Respondent: Xiu Li, DSV
Opponent: Asad Sayeed, Göteborgs universitet
Huvudhandledare: Aron Henriksson, DSV
Handledare: Martin Duneld och Jalal Nouri, DSV
Närmast berörda professor: Hercules Dalianis, DSV

Kontaktuppgifter till Xiu Li

Hitta till DSV

 

Sammanfattning på engelska

The digital transformation in education has created many benefits but also introduced challenges with respect to navigate the ever-expanding repository of diverse learning materials. The vast array of resources can overwhelm both educators and learners, making it difficult to identify and utilize the most relevant resources effectively.

In light of this, there’s a critical demand for systems capable of effectively connecting these varied learning materials, thereby supporting teaching and learning. One promising approach to achieving this is leveraging natural language processing techniques. This thesis investigates the use of natural language processing to develop educational content recommendation systems that can automatically link learning resources like textbooks, quizzes, and curriculum goals.

We propose two natural language processing approaches to connect and recommend pedagogically relevant materials, focusing on solving the linking task through an unsupervised manner. One approach is ontology-based, where we undertake the task of named entity recognition for concept extraction, aiming to use concepts to connect learning materials.
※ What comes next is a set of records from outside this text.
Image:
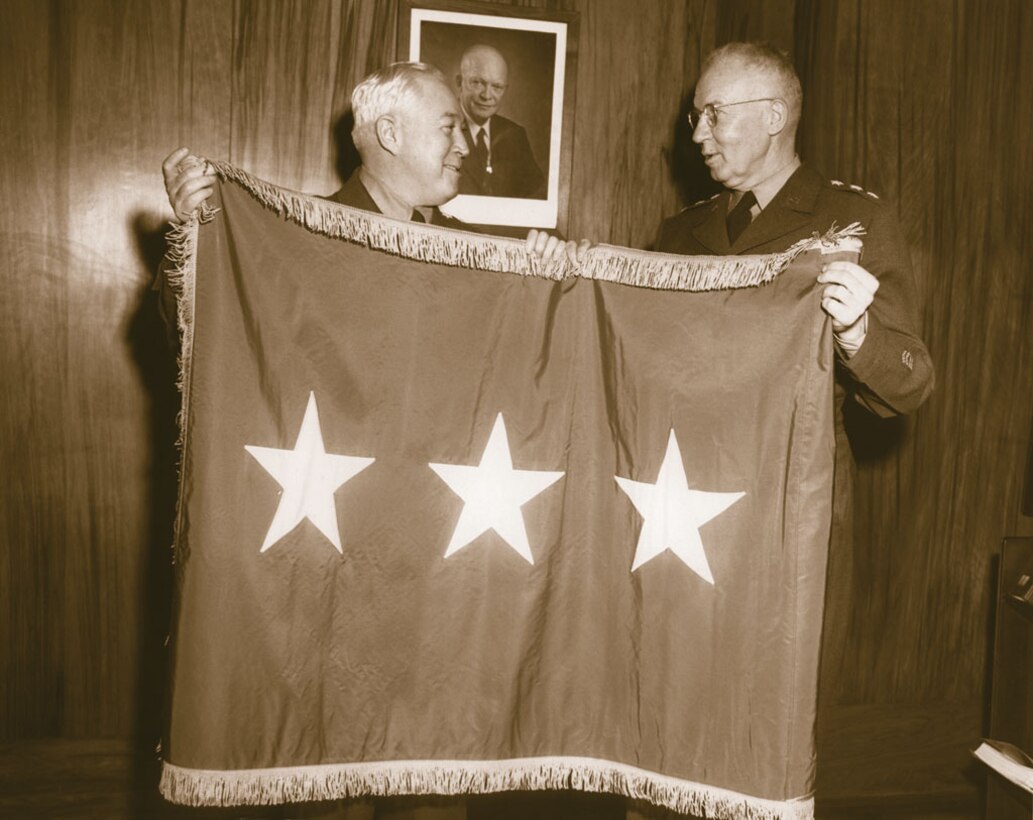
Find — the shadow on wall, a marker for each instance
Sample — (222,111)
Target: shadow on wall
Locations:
(346,158)
(155,360)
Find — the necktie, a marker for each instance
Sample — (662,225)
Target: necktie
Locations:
(482,147)
(740,217)
(478,151)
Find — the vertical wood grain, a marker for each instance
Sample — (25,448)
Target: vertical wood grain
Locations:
(924,102)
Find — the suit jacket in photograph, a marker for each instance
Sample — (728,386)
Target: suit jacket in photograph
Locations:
(514,170)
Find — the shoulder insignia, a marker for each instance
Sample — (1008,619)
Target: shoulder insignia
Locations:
(701,201)
(854,188)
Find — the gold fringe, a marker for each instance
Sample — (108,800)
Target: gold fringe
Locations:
(464,249)
(275,786)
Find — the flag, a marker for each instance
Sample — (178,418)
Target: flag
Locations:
(450,522)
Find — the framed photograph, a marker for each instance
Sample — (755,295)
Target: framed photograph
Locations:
(513,73)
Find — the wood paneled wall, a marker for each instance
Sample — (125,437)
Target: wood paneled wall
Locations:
(925,102)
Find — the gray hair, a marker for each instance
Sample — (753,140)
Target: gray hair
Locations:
(383,91)
(769,60)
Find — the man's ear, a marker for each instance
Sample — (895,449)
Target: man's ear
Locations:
(388,133)
(778,117)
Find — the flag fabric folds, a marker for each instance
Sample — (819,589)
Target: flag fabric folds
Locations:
(452,524)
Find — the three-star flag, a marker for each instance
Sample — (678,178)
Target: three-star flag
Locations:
(309,476)
(493,493)
(672,513)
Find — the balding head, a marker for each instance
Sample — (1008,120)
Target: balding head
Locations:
(746,109)
(771,72)
(408,132)
(385,92)
(482,80)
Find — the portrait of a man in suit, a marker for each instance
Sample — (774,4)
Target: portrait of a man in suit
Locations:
(501,161)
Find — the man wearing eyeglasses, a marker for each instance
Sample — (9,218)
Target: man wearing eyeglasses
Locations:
(501,162)
(747,106)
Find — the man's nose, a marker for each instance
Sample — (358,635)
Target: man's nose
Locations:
(459,143)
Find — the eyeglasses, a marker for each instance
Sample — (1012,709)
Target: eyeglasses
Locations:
(710,112)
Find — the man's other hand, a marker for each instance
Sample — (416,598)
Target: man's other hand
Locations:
(551,249)
(188,183)
(848,291)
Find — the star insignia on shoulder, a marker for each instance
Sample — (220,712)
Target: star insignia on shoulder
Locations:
(855,188)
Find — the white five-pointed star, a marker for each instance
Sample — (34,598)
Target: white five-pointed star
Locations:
(672,513)
(493,493)
(309,476)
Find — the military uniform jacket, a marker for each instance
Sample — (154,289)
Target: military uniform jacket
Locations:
(893,372)
(353,194)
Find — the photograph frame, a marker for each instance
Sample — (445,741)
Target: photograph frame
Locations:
(434,31)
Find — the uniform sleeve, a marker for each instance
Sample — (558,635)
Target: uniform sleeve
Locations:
(891,373)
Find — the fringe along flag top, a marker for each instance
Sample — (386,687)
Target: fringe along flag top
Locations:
(452,524)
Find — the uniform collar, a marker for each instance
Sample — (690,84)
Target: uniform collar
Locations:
(787,212)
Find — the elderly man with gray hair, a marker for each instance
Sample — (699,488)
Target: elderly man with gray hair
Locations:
(501,162)
(408,132)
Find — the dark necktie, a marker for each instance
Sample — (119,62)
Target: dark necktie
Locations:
(478,151)
(740,217)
The other approach is using language models – semantic textual similarity-based models and prompt-based large language models. Furthermore, we explore a combination of these approaches through embedding ensemble, and retrieval-augmented generation models that incorporate external knowledge as context through information retrieval with large language models for enhanced performances.
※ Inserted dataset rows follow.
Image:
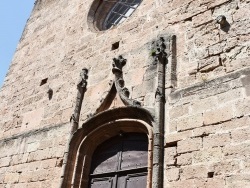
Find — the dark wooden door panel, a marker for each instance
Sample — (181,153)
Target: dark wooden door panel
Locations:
(134,155)
(136,181)
(120,162)
(101,183)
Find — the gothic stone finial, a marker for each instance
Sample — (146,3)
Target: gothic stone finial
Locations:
(83,78)
(118,63)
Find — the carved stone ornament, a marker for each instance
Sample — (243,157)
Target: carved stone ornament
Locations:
(83,79)
(160,53)
(118,64)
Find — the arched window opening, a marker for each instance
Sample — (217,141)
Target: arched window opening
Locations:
(120,162)
(104,14)
(120,11)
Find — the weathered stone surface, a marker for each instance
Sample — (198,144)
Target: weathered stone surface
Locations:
(189,144)
(207,88)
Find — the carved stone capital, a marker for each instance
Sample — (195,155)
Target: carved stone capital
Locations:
(117,64)
(160,51)
(82,83)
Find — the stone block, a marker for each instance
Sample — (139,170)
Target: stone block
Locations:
(230,95)
(216,140)
(173,137)
(185,159)
(29,121)
(209,64)
(218,115)
(209,182)
(208,155)
(169,156)
(240,135)
(192,172)
(172,174)
(189,144)
(11,178)
(202,18)
(226,167)
(33,146)
(203,105)
(241,151)
(178,111)
(189,122)
(242,107)
(5,161)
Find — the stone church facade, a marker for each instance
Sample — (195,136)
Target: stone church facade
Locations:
(159,100)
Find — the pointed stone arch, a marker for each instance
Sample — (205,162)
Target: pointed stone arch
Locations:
(95,131)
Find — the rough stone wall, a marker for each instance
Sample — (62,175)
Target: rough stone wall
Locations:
(203,127)
(207,141)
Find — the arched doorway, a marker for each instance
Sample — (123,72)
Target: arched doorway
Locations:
(120,162)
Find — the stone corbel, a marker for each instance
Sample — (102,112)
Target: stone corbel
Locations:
(124,93)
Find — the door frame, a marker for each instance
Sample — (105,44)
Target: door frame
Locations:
(95,131)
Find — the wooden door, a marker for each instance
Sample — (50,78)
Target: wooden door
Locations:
(120,162)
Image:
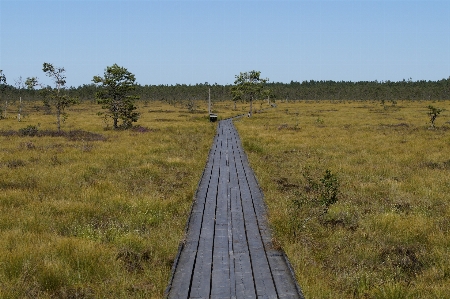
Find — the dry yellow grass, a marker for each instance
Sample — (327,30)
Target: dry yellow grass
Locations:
(93,218)
(387,236)
(87,218)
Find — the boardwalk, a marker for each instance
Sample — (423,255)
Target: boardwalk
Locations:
(228,251)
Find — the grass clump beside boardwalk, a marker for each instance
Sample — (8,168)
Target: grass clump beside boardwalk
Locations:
(94,213)
(358,195)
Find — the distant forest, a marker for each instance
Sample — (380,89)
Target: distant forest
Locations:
(307,90)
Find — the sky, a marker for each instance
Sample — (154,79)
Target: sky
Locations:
(189,42)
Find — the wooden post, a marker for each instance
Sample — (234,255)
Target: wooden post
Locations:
(209,100)
(20,108)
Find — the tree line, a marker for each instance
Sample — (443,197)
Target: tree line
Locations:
(117,92)
(306,90)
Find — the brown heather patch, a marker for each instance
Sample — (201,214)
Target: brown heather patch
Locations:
(94,213)
(387,234)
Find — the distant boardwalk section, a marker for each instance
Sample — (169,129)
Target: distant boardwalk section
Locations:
(228,251)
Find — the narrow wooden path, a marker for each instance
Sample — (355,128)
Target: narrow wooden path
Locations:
(228,251)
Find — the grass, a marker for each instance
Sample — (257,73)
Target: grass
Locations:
(97,215)
(387,235)
(101,214)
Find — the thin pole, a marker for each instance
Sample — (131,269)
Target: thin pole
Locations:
(209,100)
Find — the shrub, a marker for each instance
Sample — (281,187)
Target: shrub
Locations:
(30,130)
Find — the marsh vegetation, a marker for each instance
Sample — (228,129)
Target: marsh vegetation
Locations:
(357,194)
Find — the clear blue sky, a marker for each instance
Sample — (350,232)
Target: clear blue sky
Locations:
(189,42)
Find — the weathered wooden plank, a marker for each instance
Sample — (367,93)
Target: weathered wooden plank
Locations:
(228,251)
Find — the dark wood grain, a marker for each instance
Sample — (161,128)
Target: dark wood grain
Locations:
(228,251)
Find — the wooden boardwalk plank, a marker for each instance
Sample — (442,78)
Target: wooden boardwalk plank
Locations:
(228,251)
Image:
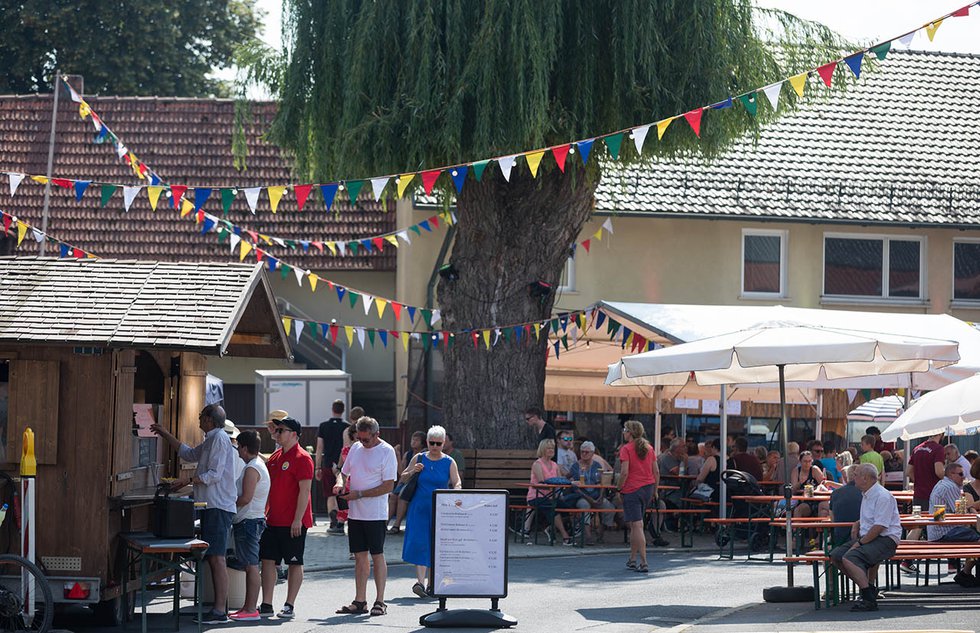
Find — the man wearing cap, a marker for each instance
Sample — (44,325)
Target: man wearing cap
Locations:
(329,443)
(214,484)
(289,514)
The contributions of this work are manifold, presenting empirical evidence that supports the effectiveness of these natural language processing techniques in the Swedish educational context. The findings highlight the superiority of unsupervised approach, achieving high performance in the content recommendation tasks.
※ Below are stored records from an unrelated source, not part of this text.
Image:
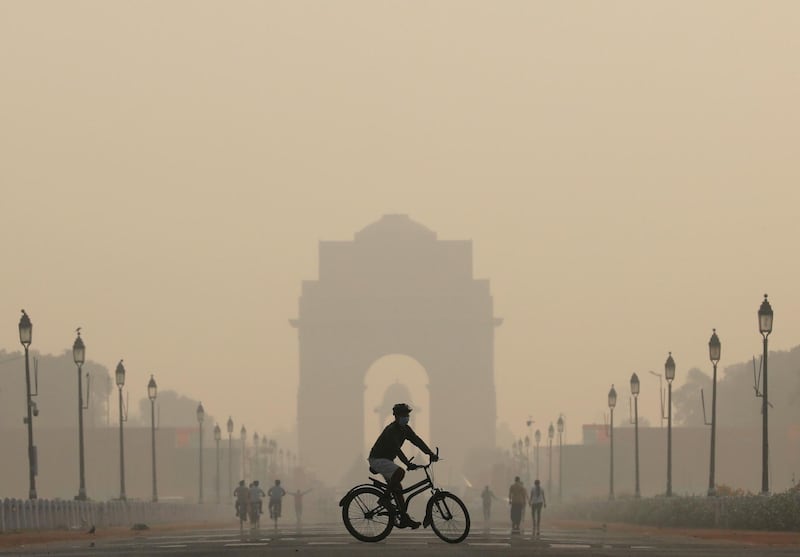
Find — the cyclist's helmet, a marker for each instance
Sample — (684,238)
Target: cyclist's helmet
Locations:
(401,409)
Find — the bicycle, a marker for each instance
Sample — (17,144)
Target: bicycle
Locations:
(369,519)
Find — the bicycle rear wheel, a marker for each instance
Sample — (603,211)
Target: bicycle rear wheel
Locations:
(449,517)
(364,517)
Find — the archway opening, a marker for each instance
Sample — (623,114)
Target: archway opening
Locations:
(389,380)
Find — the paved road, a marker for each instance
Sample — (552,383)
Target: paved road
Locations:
(334,540)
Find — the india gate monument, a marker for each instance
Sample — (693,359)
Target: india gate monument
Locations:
(396,289)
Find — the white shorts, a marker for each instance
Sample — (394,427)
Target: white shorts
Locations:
(383,466)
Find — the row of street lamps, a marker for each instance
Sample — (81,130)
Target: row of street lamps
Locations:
(551,430)
(79,357)
(765,318)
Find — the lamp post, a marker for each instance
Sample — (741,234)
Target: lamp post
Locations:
(79,356)
(255,455)
(635,393)
(264,443)
(612,402)
(217,437)
(528,460)
(120,379)
(25,338)
(560,426)
(201,415)
(765,328)
(243,437)
(551,431)
(152,393)
(230,454)
(714,349)
(669,375)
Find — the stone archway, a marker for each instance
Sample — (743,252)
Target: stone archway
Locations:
(395,289)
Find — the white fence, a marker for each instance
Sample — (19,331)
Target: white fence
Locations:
(44,514)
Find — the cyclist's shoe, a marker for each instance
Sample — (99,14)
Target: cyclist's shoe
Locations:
(407,522)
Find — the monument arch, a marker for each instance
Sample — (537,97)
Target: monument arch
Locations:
(395,289)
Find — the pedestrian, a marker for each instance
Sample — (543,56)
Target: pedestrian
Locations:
(537,502)
(298,504)
(517,497)
(275,493)
(242,494)
(487,495)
The results show that contextual embeddings from large language models outperform traditional methods, prompt-based large language models outperform semantic textual similarity-based models, and retrieval augmented generation can further improve the performances of large language models given the right scope of retrieved context. Moreover, the potential practical applications of the proposed approaches for the automatic linkage of digital learning materials pave the way for the development of intelligent and adaptive learning systems, and the creation of intelligent textbooks.